Learning a new motor skill is enhanced by reward. Prof. Dr. med. Andreas Luft of the University Hospital Zurich found that dopamine is involved in new motor skill learning and that a subgroup of dopaminergic neurons is only activated when the movement is rewarded. These findings have implications for stroke therapy. The project was funded through a direct donation to the ZNZ.
Often patients cannot reach the hospital soon enough to benefit from an acute treatment of stroke. Therefore, physical therapy remains the only long-term treatment available. Nevertheless, up to 80% of stroke patients are left disabled due to motor, speech, visual or cognitive impairment. With more than 16’000 new strokes happening in Switzerland every year, improving neurorehabilitation efficiency is becoming increasingly important. Prof. Luft’s group explores the brain’s capacity for recovery and plasticity in patients and animal models.

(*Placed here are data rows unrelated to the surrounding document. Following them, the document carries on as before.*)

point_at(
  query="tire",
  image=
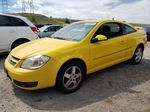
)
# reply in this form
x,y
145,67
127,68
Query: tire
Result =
x,y
70,77
138,55
17,43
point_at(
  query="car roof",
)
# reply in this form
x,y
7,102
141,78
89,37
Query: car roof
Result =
x,y
13,15
100,21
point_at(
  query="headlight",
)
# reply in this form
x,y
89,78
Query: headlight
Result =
x,y
34,62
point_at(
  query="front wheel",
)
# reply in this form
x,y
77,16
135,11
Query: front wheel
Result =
x,y
138,55
70,77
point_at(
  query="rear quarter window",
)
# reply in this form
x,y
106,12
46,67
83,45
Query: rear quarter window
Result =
x,y
17,22
4,21
127,29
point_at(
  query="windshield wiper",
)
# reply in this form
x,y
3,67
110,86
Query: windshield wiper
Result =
x,y
59,38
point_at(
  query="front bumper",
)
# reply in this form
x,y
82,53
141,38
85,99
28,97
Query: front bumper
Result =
x,y
32,79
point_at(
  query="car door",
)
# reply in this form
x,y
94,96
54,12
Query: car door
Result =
x,y
51,30
7,32
111,51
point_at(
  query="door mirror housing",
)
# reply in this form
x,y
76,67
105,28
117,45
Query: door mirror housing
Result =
x,y
99,38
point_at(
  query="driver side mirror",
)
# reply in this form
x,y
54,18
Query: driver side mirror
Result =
x,y
99,38
46,30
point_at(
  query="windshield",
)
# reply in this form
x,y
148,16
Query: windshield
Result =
x,y
146,28
42,29
74,32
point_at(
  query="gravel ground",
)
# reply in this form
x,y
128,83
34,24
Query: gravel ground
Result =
x,y
121,88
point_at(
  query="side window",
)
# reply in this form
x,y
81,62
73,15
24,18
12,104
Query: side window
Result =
x,y
127,29
17,21
4,21
52,28
110,30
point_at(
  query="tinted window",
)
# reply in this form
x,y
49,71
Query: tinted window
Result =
x,y
52,28
4,21
146,28
58,27
17,21
110,30
127,29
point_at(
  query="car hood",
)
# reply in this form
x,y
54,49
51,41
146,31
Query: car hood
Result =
x,y
45,46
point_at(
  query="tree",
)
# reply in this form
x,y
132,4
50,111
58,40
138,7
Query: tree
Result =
x,y
67,21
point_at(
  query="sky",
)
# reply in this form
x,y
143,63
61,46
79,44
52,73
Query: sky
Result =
x,y
135,11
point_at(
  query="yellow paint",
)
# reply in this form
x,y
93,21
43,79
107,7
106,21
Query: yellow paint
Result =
x,y
96,56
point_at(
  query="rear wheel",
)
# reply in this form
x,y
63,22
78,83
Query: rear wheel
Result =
x,y
70,77
138,55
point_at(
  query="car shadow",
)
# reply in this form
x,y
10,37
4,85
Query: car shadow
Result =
x,y
98,86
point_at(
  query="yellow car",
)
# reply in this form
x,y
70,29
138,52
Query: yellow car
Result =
x,y
71,53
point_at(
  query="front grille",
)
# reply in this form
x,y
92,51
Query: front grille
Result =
x,y
17,59
26,84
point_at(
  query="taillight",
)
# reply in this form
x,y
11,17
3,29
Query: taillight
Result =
x,y
34,29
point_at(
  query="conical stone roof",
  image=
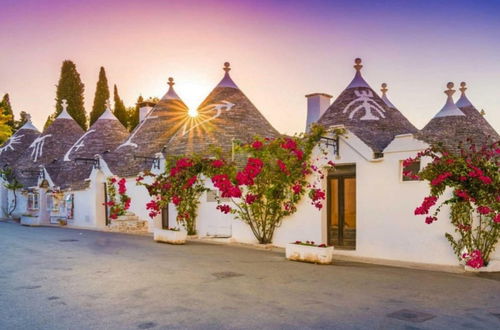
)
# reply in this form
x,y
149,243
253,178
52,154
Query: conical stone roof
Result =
x,y
13,148
225,115
102,137
49,148
365,114
474,115
150,136
451,125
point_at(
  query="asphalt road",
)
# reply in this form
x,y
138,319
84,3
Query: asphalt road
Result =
x,y
57,278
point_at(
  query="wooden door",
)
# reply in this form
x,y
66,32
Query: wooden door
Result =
x,y
342,211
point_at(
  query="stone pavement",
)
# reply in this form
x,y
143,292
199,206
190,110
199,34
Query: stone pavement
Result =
x,y
60,278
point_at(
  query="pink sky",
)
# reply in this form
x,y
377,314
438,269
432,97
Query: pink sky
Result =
x,y
279,51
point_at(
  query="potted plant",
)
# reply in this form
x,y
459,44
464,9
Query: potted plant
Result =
x,y
28,219
170,236
308,251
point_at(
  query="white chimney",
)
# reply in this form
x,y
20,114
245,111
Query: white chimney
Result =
x,y
143,112
144,108
317,103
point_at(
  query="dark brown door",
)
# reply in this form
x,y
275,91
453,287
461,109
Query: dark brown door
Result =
x,y
164,218
342,210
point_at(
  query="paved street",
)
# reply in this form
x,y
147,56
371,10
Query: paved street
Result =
x,y
56,278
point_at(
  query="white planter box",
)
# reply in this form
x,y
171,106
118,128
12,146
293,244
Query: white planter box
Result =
x,y
493,266
311,254
30,221
170,236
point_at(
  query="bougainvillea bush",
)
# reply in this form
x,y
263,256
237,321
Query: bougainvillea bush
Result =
x,y
181,184
117,205
266,188
472,175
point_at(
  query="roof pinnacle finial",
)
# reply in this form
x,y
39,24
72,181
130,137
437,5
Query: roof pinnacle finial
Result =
x,y
358,64
64,105
384,89
450,91
463,87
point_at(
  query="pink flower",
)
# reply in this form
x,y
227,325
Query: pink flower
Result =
x,y
297,189
176,200
183,163
289,144
485,179
483,210
299,154
250,198
475,259
217,163
257,144
189,183
174,171
440,178
224,208
282,166
426,205
429,220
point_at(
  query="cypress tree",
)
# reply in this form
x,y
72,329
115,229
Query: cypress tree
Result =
x,y
120,111
23,118
71,88
100,98
134,115
7,110
48,122
5,129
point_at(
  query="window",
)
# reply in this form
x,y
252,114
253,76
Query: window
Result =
x,y
409,173
33,201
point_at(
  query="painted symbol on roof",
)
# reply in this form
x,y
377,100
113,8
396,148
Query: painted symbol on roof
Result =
x,y
218,107
78,144
372,111
10,145
138,128
37,146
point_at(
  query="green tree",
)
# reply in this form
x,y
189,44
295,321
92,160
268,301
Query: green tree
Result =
x,y
5,129
23,118
134,114
120,111
48,122
7,109
100,98
71,88
11,183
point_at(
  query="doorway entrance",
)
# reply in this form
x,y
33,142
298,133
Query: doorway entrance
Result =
x,y
342,207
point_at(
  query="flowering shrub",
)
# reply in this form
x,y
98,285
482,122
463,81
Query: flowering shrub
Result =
x,y
117,206
475,203
267,187
182,185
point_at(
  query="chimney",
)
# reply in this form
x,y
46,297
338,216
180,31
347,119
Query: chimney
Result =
x,y
317,103
144,108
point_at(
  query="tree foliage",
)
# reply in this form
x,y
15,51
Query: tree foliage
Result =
x,y
7,110
133,113
473,175
120,111
71,89
100,97
5,128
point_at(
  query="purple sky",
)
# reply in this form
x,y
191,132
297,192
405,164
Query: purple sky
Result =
x,y
279,51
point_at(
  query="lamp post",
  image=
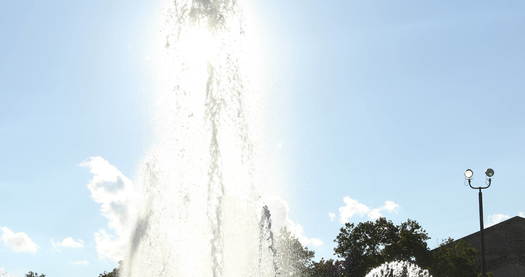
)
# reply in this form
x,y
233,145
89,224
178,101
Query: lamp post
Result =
x,y
468,175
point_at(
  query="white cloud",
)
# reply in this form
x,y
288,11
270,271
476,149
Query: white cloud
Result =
x,y
18,242
497,218
68,242
113,191
353,208
83,262
280,218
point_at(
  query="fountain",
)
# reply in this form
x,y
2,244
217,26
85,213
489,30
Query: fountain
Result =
x,y
199,205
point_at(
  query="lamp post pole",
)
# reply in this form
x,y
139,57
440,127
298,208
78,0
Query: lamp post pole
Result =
x,y
468,175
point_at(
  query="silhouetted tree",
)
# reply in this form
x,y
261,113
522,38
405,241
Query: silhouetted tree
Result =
x,y
370,244
292,258
114,273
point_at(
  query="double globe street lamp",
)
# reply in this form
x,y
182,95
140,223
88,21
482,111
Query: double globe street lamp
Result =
x,y
468,175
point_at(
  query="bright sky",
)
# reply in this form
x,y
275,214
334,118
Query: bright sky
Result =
x,y
371,101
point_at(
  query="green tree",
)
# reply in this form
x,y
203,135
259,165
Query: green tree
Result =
x,y
454,259
327,268
114,273
370,244
34,274
292,258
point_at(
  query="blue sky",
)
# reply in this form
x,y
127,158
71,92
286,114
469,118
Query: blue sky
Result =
x,y
370,100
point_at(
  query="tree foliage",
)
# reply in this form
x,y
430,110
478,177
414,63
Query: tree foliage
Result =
x,y
370,244
34,274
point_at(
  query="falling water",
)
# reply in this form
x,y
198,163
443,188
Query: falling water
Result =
x,y
200,212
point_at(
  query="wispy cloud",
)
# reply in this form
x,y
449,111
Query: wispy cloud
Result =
x,y
497,218
353,208
18,242
68,242
112,190
280,218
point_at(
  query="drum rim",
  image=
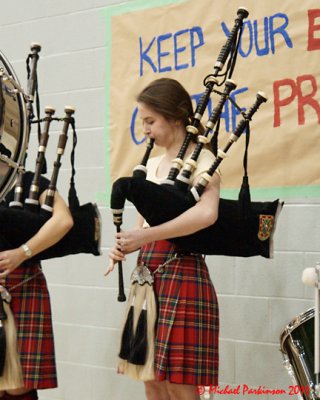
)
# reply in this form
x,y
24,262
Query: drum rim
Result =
x,y
23,139
294,323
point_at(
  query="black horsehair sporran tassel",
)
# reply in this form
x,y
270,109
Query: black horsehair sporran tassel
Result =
x,y
137,340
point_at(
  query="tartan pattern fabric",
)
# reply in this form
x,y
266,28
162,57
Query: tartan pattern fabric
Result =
x,y
186,343
31,308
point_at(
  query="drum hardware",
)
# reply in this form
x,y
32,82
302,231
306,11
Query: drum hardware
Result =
x,y
23,217
299,343
297,348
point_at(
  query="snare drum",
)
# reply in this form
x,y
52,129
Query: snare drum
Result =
x,y
297,347
13,126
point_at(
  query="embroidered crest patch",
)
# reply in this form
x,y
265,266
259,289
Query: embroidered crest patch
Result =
x,y
266,223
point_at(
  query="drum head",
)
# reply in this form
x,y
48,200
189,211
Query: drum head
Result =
x,y
13,127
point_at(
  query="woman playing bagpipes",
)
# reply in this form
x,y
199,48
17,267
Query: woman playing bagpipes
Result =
x,y
30,305
185,354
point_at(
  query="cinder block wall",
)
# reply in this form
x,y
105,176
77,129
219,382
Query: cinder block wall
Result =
x,y
258,297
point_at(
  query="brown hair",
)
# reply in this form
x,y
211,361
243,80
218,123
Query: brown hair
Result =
x,y
169,98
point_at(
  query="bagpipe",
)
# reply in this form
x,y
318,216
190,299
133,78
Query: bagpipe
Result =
x,y
23,216
244,228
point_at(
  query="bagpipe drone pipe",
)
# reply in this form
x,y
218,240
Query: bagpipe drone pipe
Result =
x,y
244,228
23,216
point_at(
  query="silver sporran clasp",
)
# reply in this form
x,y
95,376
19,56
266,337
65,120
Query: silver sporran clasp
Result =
x,y
5,295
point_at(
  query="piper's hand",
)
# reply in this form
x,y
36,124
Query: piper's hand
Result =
x,y
115,255
10,260
129,241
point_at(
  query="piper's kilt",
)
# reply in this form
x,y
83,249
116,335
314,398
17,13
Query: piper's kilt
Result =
x,y
31,308
187,332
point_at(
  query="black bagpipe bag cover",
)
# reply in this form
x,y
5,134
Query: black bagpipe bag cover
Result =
x,y
241,230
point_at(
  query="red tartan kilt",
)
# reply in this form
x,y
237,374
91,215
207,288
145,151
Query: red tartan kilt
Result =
x,y
31,308
186,345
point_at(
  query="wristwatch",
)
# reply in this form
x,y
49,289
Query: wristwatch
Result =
x,y
27,250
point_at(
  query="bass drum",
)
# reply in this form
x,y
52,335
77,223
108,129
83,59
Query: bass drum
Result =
x,y
297,347
13,126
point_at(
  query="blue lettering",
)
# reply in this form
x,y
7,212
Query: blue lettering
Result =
x,y
250,35
132,128
161,54
241,52
179,49
264,51
281,30
166,42
144,56
196,30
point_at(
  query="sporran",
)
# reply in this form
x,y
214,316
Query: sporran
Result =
x,y
138,336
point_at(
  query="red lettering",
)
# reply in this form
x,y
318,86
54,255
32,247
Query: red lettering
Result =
x,y
307,99
313,42
303,90
282,102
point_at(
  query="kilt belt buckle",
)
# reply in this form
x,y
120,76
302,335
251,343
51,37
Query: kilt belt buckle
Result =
x,y
5,294
141,275
161,268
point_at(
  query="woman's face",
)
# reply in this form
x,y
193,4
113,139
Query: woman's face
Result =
x,y
156,126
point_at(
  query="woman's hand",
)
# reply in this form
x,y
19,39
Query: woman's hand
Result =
x,y
126,242
115,255
9,261
129,241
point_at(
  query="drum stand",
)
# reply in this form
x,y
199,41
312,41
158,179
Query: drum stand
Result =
x,y
317,331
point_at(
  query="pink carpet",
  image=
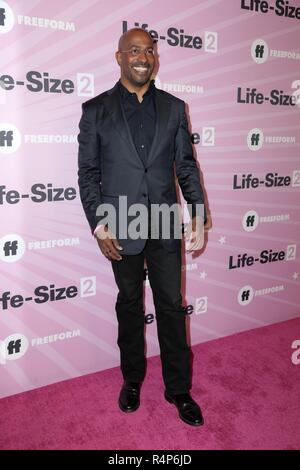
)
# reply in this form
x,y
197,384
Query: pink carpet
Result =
x,y
246,384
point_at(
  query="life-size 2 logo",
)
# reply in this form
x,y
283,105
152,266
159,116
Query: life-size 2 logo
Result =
x,y
282,7
37,81
175,37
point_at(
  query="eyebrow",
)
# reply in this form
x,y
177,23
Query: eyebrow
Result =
x,y
136,45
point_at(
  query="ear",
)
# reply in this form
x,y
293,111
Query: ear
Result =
x,y
118,57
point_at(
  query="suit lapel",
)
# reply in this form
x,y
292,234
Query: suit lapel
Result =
x,y
112,103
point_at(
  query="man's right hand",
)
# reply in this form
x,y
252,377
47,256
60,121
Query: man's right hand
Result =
x,y
108,244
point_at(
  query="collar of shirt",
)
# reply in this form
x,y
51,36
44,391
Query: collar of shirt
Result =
x,y
125,94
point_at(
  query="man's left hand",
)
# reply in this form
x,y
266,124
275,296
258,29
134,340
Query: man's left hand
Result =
x,y
194,235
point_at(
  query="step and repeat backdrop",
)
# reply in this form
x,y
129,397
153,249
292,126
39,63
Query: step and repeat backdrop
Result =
x,y
237,66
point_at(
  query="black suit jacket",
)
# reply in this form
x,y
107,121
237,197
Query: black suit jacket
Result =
x,y
110,166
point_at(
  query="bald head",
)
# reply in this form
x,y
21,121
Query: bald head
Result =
x,y
136,58
126,38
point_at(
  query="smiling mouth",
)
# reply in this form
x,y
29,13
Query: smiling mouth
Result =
x,y
140,69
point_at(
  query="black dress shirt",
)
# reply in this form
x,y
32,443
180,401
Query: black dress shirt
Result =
x,y
140,118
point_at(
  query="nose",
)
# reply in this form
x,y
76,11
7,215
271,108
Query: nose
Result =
x,y
143,54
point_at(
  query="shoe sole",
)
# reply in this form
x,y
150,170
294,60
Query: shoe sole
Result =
x,y
181,417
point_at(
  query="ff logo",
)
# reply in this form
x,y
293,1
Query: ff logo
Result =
x,y
245,295
250,221
296,355
13,347
260,51
12,248
7,19
255,139
10,138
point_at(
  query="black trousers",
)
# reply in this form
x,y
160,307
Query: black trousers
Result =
x,y
164,271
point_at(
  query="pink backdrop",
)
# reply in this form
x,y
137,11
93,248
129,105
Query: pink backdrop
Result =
x,y
57,292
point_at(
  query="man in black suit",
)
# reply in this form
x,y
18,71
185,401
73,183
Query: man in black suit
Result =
x,y
130,137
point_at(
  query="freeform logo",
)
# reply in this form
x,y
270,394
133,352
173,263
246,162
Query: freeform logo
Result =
x,y
43,294
246,294
12,248
296,354
256,139
265,256
260,52
37,82
7,18
7,21
62,336
178,38
39,193
271,180
13,347
179,87
10,138
251,220
275,97
281,8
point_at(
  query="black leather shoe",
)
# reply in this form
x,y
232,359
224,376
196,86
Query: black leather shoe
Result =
x,y
129,399
188,409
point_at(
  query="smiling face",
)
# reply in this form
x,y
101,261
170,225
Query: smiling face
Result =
x,y
135,58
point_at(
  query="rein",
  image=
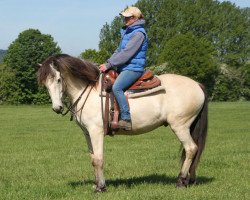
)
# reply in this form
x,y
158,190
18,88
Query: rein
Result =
x,y
71,108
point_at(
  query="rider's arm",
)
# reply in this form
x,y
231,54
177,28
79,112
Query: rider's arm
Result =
x,y
121,57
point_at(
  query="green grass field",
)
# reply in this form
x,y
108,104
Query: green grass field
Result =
x,y
45,156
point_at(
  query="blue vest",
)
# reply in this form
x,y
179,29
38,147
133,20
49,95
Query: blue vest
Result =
x,y
138,61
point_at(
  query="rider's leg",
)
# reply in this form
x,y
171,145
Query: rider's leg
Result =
x,y
122,83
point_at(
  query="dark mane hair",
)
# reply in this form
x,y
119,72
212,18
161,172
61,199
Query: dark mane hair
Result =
x,y
81,69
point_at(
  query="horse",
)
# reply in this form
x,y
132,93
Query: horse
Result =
x,y
182,105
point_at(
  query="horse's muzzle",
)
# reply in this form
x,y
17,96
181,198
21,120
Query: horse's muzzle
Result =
x,y
58,109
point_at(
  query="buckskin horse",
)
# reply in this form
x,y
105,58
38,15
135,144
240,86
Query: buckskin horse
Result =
x,y
182,105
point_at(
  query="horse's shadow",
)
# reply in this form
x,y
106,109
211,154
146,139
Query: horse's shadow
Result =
x,y
150,179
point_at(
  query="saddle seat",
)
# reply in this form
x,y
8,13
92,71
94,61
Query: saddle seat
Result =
x,y
146,81
111,116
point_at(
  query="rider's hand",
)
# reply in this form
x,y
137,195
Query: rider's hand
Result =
x,y
102,67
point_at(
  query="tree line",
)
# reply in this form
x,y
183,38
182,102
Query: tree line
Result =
x,y
203,39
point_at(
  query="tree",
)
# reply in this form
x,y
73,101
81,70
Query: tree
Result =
x,y
191,56
31,47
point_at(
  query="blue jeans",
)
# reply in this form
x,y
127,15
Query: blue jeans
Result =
x,y
122,83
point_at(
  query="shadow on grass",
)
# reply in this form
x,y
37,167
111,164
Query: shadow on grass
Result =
x,y
150,179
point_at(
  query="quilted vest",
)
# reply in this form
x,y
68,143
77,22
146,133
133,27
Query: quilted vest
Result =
x,y
137,62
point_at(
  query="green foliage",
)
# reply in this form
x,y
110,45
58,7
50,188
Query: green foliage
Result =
x,y
232,84
9,91
30,48
190,56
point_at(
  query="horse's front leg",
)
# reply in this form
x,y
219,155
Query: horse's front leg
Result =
x,y
97,160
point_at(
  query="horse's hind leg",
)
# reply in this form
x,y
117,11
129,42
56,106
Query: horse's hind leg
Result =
x,y
190,150
97,160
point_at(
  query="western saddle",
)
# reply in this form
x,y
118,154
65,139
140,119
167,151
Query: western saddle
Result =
x,y
111,111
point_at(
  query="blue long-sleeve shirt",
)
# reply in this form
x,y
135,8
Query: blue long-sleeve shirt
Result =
x,y
121,57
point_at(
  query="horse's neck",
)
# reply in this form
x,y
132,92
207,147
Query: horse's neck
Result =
x,y
75,87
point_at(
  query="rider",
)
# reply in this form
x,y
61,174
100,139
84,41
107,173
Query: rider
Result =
x,y
129,60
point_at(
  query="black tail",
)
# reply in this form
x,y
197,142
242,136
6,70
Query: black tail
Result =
x,y
198,131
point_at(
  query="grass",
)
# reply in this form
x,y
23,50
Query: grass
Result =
x,y
45,156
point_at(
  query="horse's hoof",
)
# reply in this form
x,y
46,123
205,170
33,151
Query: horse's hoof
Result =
x,y
100,189
182,182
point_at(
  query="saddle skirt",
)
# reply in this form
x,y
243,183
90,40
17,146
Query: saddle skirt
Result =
x,y
111,111
145,82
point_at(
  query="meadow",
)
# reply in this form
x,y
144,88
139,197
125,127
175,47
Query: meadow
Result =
x,y
45,156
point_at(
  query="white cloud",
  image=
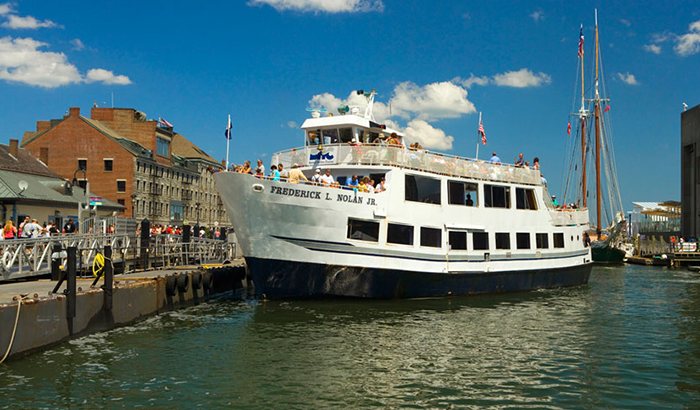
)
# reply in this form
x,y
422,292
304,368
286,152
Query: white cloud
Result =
x,y
27,22
322,6
427,135
431,101
689,43
627,78
653,48
23,61
105,76
537,15
77,44
521,79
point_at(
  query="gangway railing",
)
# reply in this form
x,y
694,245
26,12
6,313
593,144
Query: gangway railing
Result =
x,y
22,258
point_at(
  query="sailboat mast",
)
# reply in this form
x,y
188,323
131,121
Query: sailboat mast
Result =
x,y
582,117
596,104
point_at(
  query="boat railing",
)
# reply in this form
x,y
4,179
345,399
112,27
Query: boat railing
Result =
x,y
398,156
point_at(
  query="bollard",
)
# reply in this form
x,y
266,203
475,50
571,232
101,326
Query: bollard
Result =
x,y
56,262
108,286
145,242
70,291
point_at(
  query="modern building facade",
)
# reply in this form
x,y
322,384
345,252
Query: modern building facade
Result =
x,y
690,172
151,170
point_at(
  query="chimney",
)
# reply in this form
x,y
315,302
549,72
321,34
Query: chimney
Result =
x,y
14,148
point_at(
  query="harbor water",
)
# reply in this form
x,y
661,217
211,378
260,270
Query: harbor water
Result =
x,y
629,339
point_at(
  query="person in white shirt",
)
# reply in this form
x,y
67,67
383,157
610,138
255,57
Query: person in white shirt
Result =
x,y
316,178
327,178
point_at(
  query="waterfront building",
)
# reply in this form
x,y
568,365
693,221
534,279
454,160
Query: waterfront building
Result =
x,y
142,164
30,188
690,172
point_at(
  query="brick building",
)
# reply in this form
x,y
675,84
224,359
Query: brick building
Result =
x,y
151,170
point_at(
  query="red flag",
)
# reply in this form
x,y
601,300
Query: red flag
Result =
x,y
580,42
482,133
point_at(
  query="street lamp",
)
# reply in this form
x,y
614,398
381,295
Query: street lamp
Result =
x,y
85,193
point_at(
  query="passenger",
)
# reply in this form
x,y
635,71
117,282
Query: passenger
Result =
x,y
295,175
284,174
327,178
275,174
520,161
9,231
316,178
260,169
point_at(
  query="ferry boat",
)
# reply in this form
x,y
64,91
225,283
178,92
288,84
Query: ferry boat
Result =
x,y
443,225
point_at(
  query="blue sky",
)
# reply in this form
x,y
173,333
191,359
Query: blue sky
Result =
x,y
438,63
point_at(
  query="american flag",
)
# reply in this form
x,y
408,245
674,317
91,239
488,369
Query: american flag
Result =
x,y
227,133
580,42
482,133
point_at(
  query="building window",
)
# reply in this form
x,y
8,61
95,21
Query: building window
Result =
x,y
422,189
431,237
162,147
462,193
502,240
558,240
458,240
496,196
363,230
481,241
400,234
525,199
522,240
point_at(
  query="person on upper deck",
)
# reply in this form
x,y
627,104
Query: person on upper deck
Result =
x,y
520,161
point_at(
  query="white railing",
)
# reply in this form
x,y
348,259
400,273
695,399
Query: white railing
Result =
x,y
373,154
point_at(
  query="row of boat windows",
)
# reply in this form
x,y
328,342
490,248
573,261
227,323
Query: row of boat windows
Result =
x,y
424,189
402,234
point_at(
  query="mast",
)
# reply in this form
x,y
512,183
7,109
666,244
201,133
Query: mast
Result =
x,y
582,118
596,105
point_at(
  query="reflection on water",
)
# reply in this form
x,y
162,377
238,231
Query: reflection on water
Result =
x,y
629,339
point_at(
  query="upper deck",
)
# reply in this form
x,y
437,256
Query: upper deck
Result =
x,y
398,156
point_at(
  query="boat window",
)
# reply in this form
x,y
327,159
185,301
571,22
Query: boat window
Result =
x,y
481,241
363,230
558,240
430,237
525,198
345,135
496,196
422,189
462,193
522,240
330,136
502,240
458,240
401,234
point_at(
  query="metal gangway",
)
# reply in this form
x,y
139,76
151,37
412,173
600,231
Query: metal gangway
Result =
x,y
23,258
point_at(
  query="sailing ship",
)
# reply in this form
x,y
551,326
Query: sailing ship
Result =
x,y
439,225
610,234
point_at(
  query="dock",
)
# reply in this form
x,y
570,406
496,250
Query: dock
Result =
x,y
33,317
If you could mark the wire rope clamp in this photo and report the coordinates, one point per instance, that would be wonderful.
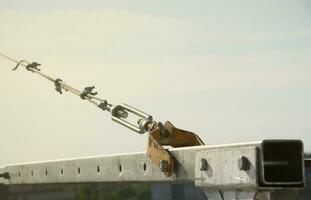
(88, 91)
(120, 112)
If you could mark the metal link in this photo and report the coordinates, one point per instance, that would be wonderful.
(119, 112)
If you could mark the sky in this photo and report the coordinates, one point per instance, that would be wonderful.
(230, 71)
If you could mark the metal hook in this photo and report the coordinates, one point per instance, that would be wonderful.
(88, 91)
(19, 63)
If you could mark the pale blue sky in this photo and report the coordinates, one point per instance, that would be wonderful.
(231, 71)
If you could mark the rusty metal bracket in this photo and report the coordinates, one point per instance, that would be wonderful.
(168, 135)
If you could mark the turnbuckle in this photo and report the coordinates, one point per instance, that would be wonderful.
(142, 124)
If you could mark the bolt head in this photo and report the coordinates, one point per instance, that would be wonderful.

Dopamine is an important neurotransmitter in the brain and is involved in movement and reward encoding. Results from Prof. Luft’s group suggest that stroke patients have a deficit in the dopaminergic reward system, independent of whether or not the stroke directly affects the reward center in the brain. A better understanding of the role of the reward system will help provide better treatment for stroke patients.
Specific dopamine release enhances learning
Andreas Luft investigated the role of dopamine in learning a new motor skill in rats. His group found that a distinct population of dopaminergic neurons projecting from the midbrain to the motor cortex are necessary for motor skill learning. These neurons are only active when the behavior is rewarded. Infusion of dopamine into the motor cortex of rats that received an experimental stroke did not improve recovery after stroke suggesting that the exogenous dopamine might not mimic the physiological release of dopamine during learning.
The group therefore will pursue further research to understand the role of endogenous dopamine in stroke recovery.